MONA’s owner David Walsh recently rejected a deal which could have let the proposed of the art museum, to move ahead to protect Tasmanian monopoly of Federal Group on poker machines.
A high roller casino is being planned by Hobart’s Museum of Old and New Art (MONA), since it has a huge expansion plan worth $200M. Nevertheless, Federal Group may run casinos as well as pokie venues by the year 2023 in Tasmania. The reason being they have exclusive rights to do so.
David Walsh said to the Treasurer of the state that he wished to take out his casino license application unless the already running Federal monopoly legislation considered the same.
Meanwhile, the government and the Federal Group are into discussions over extension of the poker machine related agreement’s life. The aim is to compensate the same for possibly untimely flouting its monopoly on casinos.
Mr. Walsh said that he was probably outdone by Federal Group and he just was not able to agree to the terms. According to him, he never expected the group to use Monaco – the proposed casino, to insist on extending its monopoly. And for the only reason that he could not extend the same, he probably played his part like a beginner.
Walsh added that he certainly wanted to run Monaco. Nonetheless, if the launch of the casino enshrined the poker machine monopoly of Federal Group, he would rather prefer not opening the same before 2023. He requested Federal Group’s head Greg Farrell as a favor to him as well as the community not to extend the monopoly when he opens the casino. Since, he believed that the casino launch would in no way impinge on Wrest Point casino.

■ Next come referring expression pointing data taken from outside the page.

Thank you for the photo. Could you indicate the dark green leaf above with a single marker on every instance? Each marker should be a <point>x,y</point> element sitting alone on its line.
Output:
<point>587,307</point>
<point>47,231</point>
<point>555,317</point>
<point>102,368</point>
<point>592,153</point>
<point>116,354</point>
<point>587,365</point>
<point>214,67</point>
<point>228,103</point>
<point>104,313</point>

His opposition to poker machine monopoly extension was apparent in his blog where he mentioned it as a moral outrage. He said that a few commentators drew attention to the fact that he could be involved in an unlawful activity in extending the monopoly, which was unpleasant when it came to something related to poker machines. Thus, the blog justified his position in regard to these things.

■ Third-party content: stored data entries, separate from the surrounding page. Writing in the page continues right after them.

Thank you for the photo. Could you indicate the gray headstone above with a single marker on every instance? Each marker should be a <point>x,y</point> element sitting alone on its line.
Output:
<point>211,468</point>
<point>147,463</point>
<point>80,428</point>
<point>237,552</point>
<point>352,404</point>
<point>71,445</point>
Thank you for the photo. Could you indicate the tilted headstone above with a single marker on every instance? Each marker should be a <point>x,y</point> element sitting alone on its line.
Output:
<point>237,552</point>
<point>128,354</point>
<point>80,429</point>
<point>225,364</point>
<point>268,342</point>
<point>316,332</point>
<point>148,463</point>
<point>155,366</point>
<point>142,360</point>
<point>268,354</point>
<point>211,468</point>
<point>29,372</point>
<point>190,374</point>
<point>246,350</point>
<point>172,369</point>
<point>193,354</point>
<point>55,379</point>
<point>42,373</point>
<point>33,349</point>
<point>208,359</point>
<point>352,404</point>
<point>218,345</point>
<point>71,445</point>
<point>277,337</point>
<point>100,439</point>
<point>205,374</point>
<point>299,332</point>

He affirmed that it was time that he left sooner as possible.
Walsh wrote to Greg Farrell that in no case would he drop his idea to develop the casino. No matter if he gets a license or not. In fact, he doubted the license’s legitimacy by saying that he deemed that with a notable community support, it was likely that a political group went to election holding a Monaco license. Thereby, it could engage the legal risk that might arise due to breach of Federal's monopoly.

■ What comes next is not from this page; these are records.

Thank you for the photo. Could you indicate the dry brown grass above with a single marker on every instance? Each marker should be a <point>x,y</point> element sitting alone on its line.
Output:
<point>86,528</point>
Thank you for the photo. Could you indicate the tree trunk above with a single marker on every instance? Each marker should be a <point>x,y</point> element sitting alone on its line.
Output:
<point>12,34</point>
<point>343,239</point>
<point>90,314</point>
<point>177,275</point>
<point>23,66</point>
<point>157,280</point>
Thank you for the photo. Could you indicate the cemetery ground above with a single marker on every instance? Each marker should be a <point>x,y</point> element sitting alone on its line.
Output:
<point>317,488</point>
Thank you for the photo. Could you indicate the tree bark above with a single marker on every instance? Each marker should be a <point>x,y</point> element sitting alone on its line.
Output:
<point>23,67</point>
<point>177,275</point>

Walsh further avowed that the revenue generated would be meant for MONA and other associated projects. Also, if it comes out to be money-making, the revenue would definitely stimulate acquisitions, social programs, and expansion.
Reports said that the proposed expansion of MONA by Walsh was meant for high roller venue only. The same would not entertain Tasmanian gamblers, and won’t have any poker machines while it would remain confined to 12 tables.
The casino proposal includes a hotel with 160 rooms, a 1000-seat theatre, and a function centre, all of which would be supported by the revenue of Monaco. However, if Monaco did not happen, each of the amenities would be smaller.
According to Mr. Walsh, the plan was simple. They would take a risk to acquire some money and spend the same on MONA. Yes, locals might not be permitted to enter the casino, but they would be allowed to access other amenities built on Monaco’s back. Independent MP Andrew Wilkie applauded him for his plan. He has been protesting against poker machines and supported the idea that the Government must withdraw its agreement with Federal whenever legally possible.
According to Mr. Wilkie, the State governments’ decision had brought the community down in this regard.